This lesson is in the early stages of development (Alpha version)

Data sharing

Overview

Teaching: 15 min
Exercises: 5 min
Questions
  • How to divide a code in sections and assign each section to one thread?

  • Another way of assigning only one thread to a programs’ region

Objectives
  • Learn to use OpenMP sections and single constructs to better control how work is divided among threads

  • Understand the effect of implicit barriers and how to remove them

Other loop constructs

This time we have a code that have two well defined tasks to perform: 1) print a thread number 2) print a thread number, the total number of threads available, and the sum of all thread IDs.

In serial mode these tasks will be performed by the only thread available (0). But in parallel we can assign them to one thread each.

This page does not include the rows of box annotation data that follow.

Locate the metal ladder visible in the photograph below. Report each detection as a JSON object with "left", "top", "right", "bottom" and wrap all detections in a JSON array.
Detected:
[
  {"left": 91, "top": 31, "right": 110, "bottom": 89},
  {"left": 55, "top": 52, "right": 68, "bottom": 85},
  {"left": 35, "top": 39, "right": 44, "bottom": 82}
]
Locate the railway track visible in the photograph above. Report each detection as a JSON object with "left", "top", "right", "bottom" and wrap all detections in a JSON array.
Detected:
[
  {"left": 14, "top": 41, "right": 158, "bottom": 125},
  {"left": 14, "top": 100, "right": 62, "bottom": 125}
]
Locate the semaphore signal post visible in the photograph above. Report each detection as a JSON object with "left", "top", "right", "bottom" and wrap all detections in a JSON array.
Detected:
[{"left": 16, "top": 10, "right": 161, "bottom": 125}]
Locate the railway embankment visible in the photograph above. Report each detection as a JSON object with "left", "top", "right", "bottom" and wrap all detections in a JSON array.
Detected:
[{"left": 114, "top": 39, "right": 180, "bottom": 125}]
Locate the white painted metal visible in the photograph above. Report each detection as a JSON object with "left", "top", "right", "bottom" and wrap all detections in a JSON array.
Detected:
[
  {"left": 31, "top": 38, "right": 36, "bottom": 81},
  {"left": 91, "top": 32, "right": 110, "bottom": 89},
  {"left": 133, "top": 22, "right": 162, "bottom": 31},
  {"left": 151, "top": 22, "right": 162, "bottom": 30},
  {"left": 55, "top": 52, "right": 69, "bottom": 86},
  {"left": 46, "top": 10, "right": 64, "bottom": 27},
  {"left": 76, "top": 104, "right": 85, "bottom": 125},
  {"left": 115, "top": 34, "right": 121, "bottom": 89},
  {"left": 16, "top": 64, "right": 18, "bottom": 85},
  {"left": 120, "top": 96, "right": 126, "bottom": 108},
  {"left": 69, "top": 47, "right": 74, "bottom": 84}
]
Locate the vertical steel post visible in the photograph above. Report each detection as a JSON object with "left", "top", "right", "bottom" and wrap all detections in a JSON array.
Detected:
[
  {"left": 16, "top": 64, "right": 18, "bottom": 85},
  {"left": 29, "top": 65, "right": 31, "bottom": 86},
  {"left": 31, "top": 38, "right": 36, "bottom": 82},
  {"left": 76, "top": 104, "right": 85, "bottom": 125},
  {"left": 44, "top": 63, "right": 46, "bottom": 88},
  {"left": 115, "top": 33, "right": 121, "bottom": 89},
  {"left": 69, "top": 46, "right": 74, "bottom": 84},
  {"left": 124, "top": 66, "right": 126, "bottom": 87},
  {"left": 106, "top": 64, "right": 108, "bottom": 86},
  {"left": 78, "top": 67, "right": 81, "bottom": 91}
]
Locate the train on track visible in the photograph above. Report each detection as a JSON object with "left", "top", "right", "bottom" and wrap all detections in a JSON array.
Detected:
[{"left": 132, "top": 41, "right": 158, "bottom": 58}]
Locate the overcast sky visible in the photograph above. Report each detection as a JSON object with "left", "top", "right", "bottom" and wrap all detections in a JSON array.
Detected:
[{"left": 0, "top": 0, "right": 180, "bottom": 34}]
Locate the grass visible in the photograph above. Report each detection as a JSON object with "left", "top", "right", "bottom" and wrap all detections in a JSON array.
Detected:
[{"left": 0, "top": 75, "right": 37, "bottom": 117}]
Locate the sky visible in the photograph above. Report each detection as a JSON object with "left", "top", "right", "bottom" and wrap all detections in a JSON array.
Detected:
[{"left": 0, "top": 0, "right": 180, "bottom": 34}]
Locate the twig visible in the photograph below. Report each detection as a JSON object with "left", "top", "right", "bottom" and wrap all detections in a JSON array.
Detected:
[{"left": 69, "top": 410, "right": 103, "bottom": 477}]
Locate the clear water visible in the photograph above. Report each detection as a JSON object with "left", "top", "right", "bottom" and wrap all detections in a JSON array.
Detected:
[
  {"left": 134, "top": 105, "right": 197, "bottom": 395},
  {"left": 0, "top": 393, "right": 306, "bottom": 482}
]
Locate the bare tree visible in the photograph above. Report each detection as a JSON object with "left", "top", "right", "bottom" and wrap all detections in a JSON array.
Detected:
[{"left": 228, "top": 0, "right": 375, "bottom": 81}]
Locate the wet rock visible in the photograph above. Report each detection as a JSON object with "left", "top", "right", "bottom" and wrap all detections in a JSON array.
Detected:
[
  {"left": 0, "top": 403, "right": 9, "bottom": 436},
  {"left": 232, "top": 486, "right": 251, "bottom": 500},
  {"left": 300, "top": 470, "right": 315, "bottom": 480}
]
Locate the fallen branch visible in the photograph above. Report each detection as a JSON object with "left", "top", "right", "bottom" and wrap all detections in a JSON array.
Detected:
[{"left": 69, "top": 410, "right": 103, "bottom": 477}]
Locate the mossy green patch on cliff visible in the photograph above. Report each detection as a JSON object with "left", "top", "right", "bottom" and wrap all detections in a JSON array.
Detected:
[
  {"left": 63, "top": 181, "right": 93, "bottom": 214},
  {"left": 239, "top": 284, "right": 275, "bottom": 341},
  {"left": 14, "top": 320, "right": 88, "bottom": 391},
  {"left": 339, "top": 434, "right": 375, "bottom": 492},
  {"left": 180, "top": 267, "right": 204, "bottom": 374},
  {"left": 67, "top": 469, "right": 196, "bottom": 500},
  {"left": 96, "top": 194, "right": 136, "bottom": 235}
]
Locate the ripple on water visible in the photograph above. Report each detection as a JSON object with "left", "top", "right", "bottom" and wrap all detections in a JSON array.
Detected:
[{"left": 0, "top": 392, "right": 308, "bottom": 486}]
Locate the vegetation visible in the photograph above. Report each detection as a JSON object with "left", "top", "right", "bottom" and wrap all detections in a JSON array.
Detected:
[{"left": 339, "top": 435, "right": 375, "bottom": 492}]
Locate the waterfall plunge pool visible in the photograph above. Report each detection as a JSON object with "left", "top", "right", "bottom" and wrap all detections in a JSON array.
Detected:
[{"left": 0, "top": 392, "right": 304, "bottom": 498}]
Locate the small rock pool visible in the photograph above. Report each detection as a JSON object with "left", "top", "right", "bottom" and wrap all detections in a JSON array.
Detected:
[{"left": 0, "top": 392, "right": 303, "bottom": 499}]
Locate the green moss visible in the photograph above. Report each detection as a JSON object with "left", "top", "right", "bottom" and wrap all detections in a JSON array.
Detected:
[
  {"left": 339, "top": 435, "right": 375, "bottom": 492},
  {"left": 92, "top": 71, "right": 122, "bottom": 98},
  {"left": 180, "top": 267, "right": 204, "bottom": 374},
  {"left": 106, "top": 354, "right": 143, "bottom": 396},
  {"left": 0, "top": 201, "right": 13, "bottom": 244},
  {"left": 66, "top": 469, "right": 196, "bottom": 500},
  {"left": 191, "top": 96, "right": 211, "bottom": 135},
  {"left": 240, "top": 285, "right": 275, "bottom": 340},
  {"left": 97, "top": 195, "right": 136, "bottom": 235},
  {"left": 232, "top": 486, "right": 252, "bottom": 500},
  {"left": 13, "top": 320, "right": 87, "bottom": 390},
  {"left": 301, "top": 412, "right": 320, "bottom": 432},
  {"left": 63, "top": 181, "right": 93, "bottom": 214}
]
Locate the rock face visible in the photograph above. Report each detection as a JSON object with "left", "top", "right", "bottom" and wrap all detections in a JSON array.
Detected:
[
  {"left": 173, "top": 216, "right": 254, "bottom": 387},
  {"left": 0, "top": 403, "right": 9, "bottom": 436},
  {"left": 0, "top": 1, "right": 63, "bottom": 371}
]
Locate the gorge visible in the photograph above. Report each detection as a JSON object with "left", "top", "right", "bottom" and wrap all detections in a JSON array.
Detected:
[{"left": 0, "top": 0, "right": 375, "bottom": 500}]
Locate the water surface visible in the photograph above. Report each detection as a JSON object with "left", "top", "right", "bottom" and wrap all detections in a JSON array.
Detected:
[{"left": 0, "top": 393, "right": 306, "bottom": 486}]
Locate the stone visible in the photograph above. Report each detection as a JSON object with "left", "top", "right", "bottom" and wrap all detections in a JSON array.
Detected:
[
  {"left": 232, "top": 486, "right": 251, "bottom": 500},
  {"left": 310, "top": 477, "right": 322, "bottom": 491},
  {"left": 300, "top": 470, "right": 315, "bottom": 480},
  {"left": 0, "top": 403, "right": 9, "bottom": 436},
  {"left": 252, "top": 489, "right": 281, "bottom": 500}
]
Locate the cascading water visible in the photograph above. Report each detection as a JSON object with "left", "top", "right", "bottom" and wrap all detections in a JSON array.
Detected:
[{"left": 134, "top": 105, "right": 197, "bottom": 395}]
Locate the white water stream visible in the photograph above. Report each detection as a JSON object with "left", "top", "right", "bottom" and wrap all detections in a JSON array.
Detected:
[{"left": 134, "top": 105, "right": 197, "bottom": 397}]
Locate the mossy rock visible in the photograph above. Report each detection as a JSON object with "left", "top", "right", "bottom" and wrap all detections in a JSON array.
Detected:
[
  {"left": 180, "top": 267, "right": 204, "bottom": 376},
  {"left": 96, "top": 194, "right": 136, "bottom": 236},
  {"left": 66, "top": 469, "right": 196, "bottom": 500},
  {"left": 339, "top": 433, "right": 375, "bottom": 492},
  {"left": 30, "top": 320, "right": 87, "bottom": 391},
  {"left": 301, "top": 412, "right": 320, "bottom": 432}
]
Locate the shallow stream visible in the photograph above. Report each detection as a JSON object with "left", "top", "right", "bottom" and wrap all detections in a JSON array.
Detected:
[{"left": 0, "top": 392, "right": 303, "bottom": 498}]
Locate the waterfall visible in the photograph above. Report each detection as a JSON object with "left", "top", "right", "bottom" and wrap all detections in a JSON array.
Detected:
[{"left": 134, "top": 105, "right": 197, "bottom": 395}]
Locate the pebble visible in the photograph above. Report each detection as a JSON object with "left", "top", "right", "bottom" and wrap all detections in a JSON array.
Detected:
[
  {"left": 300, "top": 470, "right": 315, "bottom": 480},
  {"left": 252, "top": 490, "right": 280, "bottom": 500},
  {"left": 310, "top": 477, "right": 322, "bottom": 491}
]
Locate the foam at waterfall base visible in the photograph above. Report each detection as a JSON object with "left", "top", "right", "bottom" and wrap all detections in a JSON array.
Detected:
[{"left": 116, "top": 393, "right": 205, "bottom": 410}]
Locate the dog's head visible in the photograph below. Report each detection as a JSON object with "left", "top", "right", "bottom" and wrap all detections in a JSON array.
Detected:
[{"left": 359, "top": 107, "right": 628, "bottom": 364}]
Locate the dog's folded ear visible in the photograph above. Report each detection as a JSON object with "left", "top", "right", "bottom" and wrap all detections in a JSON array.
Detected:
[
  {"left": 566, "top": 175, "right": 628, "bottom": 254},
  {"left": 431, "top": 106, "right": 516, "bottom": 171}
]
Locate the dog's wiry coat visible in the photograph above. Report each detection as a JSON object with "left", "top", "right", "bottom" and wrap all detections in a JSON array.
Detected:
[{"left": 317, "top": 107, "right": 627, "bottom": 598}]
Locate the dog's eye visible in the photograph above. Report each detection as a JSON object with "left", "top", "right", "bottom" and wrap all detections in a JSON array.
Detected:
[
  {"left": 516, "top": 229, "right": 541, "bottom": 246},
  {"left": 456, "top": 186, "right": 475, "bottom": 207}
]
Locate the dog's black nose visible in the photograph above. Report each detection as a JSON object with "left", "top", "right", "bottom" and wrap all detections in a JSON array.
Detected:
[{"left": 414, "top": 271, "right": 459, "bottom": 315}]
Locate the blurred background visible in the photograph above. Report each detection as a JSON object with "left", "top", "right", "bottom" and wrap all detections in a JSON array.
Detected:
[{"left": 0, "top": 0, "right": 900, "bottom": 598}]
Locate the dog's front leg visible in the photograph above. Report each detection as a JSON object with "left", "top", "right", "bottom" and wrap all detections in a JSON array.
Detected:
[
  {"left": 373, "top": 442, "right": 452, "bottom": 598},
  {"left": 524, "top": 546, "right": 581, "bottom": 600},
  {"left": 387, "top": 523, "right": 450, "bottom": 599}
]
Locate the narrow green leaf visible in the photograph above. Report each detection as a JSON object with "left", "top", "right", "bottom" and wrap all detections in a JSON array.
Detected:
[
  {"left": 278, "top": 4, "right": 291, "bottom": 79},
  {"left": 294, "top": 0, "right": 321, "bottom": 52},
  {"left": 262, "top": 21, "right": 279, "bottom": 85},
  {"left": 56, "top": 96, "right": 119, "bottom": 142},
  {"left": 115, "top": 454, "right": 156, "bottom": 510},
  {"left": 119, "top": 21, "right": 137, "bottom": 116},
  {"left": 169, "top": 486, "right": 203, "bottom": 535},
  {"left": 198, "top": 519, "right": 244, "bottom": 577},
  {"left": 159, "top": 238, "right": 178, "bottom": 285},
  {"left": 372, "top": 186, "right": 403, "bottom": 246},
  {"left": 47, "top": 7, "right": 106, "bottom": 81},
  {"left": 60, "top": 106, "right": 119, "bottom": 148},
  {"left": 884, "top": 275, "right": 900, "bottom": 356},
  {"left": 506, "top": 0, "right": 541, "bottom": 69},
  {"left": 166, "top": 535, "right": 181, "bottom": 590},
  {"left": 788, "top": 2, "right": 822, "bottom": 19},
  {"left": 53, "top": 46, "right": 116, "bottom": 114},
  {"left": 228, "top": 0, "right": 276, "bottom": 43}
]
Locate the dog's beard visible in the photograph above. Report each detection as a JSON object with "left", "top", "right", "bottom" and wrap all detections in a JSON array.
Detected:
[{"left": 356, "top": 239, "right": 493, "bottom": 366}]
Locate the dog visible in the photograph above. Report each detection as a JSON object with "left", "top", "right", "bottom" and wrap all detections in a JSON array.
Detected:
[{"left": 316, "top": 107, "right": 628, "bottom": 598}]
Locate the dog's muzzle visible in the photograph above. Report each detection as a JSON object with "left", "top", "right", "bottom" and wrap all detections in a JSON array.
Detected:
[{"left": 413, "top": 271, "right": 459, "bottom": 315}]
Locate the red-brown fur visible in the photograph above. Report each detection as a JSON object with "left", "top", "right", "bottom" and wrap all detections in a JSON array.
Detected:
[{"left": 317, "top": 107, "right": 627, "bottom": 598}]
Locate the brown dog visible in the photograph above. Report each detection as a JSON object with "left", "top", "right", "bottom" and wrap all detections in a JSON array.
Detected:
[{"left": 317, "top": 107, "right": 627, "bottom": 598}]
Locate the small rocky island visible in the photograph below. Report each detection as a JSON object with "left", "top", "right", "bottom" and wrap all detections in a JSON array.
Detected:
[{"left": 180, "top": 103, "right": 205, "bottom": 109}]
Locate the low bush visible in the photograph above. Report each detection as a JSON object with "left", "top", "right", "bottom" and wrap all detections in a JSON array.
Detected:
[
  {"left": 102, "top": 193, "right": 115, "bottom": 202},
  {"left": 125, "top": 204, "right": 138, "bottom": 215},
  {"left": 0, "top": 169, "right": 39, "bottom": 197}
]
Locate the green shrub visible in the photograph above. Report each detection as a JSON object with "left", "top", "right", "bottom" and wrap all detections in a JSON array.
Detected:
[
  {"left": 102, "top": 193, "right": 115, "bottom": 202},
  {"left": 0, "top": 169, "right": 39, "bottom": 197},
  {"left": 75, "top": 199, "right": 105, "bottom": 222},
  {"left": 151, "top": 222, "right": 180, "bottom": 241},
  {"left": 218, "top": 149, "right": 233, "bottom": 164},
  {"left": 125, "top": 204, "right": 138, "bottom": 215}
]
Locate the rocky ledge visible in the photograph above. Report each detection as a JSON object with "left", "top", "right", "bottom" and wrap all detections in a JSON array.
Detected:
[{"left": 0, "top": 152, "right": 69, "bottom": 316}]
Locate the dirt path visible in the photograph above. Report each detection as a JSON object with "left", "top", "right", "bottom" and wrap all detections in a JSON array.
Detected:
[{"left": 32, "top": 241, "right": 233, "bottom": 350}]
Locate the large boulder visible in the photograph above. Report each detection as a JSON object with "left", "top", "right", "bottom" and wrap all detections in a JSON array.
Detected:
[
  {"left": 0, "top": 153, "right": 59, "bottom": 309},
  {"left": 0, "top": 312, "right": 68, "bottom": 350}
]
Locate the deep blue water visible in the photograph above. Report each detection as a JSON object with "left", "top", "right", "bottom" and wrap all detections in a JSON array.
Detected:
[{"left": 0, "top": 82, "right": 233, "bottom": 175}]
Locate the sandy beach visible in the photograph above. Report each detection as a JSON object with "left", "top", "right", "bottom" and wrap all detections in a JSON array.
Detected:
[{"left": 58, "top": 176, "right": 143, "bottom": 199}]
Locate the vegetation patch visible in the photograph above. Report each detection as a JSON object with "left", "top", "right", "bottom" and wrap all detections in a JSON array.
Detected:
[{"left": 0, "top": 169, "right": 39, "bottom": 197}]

We will modify our example to add OpenMP directives that allow us to:

// Load the OpenMP functions library
#include<omp.h>

int main()
{
  // Set variables
  int num_threads=0, tnum=0, i=0, total=0;

  // Create parallel block
  //#pragma omp parallel
  //  {

    //Create a section block
  //#pragma omp sections private(tnum, i)  nowait
  //    {

  // Ask an available thread to print out the thread number.
  //#pragma omp section
  //      {
  tnum = omp_get_thread_num();
  printf("I am thread number %d\n", tnum);
  //      }

  // Ask another section to add up the thread numbers
  //#pragma omp section
  //      {
  num_threads = omp_get_num_threads();
  tnum = omp_get_thread_num();
  total = 0;
  for (i=1; i<=num_threads; i++)
    total = total + i;
  printf("thread number %d says total = %d\n", tnum, total);
  //      }

  // Close the section block. Normally this sets a barrier that requires all
  // the threads to have completed processing by this point, but we've
  // bypassed it with the "nowait" argument.
  //    }

  // Print out the fact that the section block has finished. How many threads
  // are still functional at this point?
  printf("Finished sections block\n");


  // We only want one thread to operate here.
  //#pragma omp single
  //    {
  tnum = omp_get_thread_num();
  printf("Single thread = %d\n", tnum);
  //    }

  // End parallel block
  //  }

  return 0;
}

Creating sections

Let us begin by confirming that our code behaves in serial mode in the way we expect. For this you don’t need to make any modifications since the OpenMP directives are commented out at the moment. Go ahead and compile the code:

~/openmp/Intro_to_OpenMP.2019/c$ icc -qopenmp -o constructs constructs.c

Once we are satisfied with the serial version of the code, uncomment the OpenMP directives that create the parallel and sections regions. Recompile and run again. How does it behave?

Single thread

The output of our program looks a bit lengthy due to all threads reaching the last printing command. If we wanted this section to be executed by only one thread we could try using OpenMP directive single. Go ahead and uncomment this directive. Recompile and run the program. What is the output this time?

Implicit barriers

Our sections OpenMP directive by default creates an implicit barrier at the end of its defined region. In our example we removed it with a nowait clause that caused threads to continue executing the program without waiting for all other threads to finish the sections region. Several constructs have this behaviour (e.g. parallel, single)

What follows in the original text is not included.